Late night thoughts as I spread comps…..

Does anyone else feel like a lot of people commenting on this forum are generally:

(i) overly risk averse, and
(ii) short sighted / not thinking critically enough about what the “right” career for them actually is?

There is so much discussion here around prestige rankings, firm A vs firm B, or a 10k salary differences between similar banking jobs.

Are we not solving for entirely the wrong thing?…

I get that prestige matters early in your career. It helps pad the CV and creates optionality.But over the long term, is it really going to be the dominating factor in whether you are successful? I doubt it.

Surely the better thing to optimise for is the overlap between:

1. Where there is genuine job market alpha / structural growth
2. Where your talent and interests actually line up

And I’d argue point 1 is more important than most people realise.

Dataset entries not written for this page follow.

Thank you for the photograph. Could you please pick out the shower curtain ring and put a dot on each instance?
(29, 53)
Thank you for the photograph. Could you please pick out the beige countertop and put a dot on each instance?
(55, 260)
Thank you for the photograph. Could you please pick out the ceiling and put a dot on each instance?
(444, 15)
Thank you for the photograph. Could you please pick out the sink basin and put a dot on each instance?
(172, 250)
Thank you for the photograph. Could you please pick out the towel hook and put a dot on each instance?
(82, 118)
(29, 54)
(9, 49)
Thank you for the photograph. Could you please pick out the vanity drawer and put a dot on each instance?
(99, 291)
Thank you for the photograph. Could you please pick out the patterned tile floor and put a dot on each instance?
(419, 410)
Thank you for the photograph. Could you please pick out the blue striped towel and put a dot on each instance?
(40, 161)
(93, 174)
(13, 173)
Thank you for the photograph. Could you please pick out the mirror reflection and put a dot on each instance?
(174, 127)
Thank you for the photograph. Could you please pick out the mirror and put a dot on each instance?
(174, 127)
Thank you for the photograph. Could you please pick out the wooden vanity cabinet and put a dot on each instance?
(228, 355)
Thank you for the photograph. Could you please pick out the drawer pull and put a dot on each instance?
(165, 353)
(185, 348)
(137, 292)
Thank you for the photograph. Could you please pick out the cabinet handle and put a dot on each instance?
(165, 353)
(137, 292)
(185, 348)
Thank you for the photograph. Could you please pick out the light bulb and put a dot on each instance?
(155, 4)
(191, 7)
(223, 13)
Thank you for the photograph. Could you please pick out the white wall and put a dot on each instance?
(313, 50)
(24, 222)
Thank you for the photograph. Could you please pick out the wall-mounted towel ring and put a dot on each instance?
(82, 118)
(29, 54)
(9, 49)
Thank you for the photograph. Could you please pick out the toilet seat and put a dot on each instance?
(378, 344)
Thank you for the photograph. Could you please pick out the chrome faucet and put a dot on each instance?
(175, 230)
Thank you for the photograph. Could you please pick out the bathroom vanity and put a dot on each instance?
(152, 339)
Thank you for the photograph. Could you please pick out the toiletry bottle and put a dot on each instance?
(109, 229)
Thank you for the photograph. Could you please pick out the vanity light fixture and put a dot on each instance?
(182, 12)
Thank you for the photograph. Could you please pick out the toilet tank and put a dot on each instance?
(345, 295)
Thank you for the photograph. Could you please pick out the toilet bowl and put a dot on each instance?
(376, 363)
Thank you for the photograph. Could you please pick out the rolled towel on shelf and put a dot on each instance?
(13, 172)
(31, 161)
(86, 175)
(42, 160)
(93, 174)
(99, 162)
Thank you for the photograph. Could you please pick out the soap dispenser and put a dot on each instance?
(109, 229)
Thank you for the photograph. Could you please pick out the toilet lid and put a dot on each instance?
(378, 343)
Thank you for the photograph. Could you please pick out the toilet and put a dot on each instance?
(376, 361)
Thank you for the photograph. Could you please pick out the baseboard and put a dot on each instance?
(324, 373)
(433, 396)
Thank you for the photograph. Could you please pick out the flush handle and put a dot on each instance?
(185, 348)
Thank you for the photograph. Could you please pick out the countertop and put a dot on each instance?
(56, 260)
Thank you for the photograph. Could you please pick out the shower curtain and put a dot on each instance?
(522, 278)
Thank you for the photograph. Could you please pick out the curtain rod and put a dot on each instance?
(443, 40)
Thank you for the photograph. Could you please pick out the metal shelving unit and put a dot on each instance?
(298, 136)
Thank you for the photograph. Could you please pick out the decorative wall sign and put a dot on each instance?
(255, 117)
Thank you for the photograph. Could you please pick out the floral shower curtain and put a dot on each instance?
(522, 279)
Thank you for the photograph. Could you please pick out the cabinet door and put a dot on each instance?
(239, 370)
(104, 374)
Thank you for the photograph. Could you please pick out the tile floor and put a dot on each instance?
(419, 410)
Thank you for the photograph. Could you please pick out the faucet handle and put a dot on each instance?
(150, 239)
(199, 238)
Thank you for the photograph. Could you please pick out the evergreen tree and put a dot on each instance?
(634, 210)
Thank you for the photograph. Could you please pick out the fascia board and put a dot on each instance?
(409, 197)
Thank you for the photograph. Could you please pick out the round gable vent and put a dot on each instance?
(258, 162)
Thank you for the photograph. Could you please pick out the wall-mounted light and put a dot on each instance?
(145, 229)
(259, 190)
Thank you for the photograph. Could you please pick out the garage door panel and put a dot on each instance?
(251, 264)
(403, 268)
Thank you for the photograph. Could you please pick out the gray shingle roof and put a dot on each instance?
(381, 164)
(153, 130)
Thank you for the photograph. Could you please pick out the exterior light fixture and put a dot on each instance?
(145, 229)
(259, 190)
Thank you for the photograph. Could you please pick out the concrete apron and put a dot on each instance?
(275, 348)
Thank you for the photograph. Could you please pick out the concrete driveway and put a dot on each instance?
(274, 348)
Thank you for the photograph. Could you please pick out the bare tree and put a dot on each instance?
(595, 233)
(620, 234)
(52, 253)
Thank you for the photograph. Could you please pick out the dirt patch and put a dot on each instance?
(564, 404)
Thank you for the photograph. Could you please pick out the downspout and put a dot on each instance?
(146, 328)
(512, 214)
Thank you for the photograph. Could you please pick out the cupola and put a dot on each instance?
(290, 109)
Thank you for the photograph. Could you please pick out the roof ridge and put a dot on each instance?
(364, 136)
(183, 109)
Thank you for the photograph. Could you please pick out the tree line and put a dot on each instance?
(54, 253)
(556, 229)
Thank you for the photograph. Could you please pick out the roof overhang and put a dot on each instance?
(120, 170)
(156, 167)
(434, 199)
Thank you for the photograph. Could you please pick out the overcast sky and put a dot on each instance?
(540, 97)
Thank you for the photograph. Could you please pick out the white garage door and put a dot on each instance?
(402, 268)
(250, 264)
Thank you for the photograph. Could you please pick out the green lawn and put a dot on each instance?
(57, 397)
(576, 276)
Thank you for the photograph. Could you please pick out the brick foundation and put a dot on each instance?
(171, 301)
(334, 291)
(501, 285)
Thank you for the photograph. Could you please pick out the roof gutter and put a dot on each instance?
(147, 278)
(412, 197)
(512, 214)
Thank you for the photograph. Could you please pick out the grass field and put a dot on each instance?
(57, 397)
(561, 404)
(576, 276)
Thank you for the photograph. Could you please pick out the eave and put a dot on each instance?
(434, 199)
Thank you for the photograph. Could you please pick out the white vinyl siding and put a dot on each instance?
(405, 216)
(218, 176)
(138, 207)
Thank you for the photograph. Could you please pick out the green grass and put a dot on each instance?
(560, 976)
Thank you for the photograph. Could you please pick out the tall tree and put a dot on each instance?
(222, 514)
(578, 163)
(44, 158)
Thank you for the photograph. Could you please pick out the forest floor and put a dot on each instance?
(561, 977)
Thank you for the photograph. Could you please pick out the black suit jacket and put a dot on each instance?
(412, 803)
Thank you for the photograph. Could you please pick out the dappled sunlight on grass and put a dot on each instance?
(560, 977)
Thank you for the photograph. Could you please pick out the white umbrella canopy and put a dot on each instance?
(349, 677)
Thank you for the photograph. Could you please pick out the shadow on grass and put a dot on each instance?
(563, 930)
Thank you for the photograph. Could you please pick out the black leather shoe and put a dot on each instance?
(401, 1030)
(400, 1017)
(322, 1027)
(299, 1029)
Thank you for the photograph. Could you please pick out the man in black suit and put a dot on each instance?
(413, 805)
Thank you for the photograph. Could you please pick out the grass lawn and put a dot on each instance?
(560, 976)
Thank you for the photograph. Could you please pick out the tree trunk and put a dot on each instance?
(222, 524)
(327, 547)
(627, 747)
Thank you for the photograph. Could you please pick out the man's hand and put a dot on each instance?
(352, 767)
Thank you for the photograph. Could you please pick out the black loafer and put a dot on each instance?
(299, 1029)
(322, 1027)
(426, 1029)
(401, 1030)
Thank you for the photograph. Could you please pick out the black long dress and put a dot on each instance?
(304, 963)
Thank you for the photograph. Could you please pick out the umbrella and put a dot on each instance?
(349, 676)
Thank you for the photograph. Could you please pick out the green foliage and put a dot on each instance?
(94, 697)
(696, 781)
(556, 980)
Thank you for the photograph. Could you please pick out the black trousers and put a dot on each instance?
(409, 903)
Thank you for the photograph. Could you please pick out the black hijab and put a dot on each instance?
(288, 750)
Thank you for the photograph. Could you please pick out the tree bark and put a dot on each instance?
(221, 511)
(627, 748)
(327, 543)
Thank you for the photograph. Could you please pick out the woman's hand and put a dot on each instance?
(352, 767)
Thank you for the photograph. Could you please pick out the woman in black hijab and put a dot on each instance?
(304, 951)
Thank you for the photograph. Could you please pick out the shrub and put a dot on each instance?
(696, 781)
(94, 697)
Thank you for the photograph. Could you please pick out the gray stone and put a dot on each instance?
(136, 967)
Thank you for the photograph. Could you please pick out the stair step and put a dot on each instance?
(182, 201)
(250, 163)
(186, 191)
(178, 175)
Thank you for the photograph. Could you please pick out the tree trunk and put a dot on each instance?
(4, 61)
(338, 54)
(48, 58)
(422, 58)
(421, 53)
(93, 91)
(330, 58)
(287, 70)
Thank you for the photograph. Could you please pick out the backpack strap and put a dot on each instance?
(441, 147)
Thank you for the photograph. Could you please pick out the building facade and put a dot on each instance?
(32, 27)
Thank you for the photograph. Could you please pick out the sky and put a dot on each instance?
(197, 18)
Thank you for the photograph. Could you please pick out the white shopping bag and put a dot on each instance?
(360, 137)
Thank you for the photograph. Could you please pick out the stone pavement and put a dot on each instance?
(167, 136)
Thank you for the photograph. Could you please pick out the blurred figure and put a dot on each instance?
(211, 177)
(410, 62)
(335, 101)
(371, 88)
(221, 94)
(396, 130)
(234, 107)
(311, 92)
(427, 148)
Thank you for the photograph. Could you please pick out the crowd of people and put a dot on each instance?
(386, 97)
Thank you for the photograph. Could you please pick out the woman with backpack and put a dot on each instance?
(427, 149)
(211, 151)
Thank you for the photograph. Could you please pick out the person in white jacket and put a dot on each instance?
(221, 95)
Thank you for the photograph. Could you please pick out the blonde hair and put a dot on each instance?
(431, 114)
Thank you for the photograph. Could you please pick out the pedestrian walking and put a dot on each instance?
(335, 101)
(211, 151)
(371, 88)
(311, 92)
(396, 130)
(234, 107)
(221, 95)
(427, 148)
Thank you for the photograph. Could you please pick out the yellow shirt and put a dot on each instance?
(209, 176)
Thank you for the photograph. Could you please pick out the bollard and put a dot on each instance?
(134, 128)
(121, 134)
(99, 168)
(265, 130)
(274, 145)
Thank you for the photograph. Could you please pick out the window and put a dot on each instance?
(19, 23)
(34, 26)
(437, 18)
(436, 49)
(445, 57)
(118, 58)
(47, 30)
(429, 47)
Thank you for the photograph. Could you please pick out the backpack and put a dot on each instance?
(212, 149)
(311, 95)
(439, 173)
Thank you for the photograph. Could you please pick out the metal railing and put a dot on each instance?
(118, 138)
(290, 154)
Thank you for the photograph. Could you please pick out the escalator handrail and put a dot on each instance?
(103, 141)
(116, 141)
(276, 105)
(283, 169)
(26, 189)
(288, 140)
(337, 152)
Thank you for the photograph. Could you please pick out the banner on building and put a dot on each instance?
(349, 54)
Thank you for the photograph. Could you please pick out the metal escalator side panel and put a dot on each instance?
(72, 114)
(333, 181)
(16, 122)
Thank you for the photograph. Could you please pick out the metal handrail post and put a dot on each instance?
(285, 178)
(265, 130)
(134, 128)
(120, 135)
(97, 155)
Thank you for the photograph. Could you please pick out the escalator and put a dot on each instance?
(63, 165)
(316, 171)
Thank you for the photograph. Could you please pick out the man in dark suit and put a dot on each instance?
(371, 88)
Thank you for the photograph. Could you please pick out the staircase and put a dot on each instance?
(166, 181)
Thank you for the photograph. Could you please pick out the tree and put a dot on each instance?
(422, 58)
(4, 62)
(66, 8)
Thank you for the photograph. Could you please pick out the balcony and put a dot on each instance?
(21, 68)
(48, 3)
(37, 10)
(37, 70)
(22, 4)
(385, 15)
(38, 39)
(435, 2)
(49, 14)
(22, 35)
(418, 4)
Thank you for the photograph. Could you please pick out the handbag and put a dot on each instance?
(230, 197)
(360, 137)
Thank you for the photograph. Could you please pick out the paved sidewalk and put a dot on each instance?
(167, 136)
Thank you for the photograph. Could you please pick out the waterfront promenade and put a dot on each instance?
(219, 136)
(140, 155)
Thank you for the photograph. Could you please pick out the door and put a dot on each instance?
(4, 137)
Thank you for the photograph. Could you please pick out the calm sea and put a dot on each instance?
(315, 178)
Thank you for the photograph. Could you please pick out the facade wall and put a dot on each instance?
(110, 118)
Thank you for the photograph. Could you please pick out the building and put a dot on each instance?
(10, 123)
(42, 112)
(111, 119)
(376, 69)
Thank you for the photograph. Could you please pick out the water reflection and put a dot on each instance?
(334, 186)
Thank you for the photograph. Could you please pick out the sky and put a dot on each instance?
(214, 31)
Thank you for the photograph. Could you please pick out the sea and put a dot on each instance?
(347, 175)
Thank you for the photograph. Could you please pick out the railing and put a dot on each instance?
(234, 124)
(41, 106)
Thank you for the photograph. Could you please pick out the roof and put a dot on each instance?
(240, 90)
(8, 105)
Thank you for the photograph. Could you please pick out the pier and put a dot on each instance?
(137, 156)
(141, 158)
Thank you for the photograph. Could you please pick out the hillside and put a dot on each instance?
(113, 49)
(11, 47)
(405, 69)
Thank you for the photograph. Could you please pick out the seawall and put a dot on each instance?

The large-cap PE shop with 12 rounds of interviews is not necessarily where the alpha is. In fact, I’d argue the interview count is often inversely correlated to opportunity.

I put myself in this bucket as well. I feel like I sleepwalked into a BB IB and then PE because it was the obvious “high-achiever” route. But for at least 95% of people, I’m not convinced this is actually the optimal path. It is just the most legible one.

Prestige and earning a bit more than your mates feels good in the short term, but does it really move the needle? Does it really give you the best chance of achieving your full potential?

Maybe we should spend less time checking where the comps are trading and more time reflecting honestly on ourselves, thinking harder about where the real opportunity is, and figuring out where we are actually likely to excel. It’s not meant to be easy.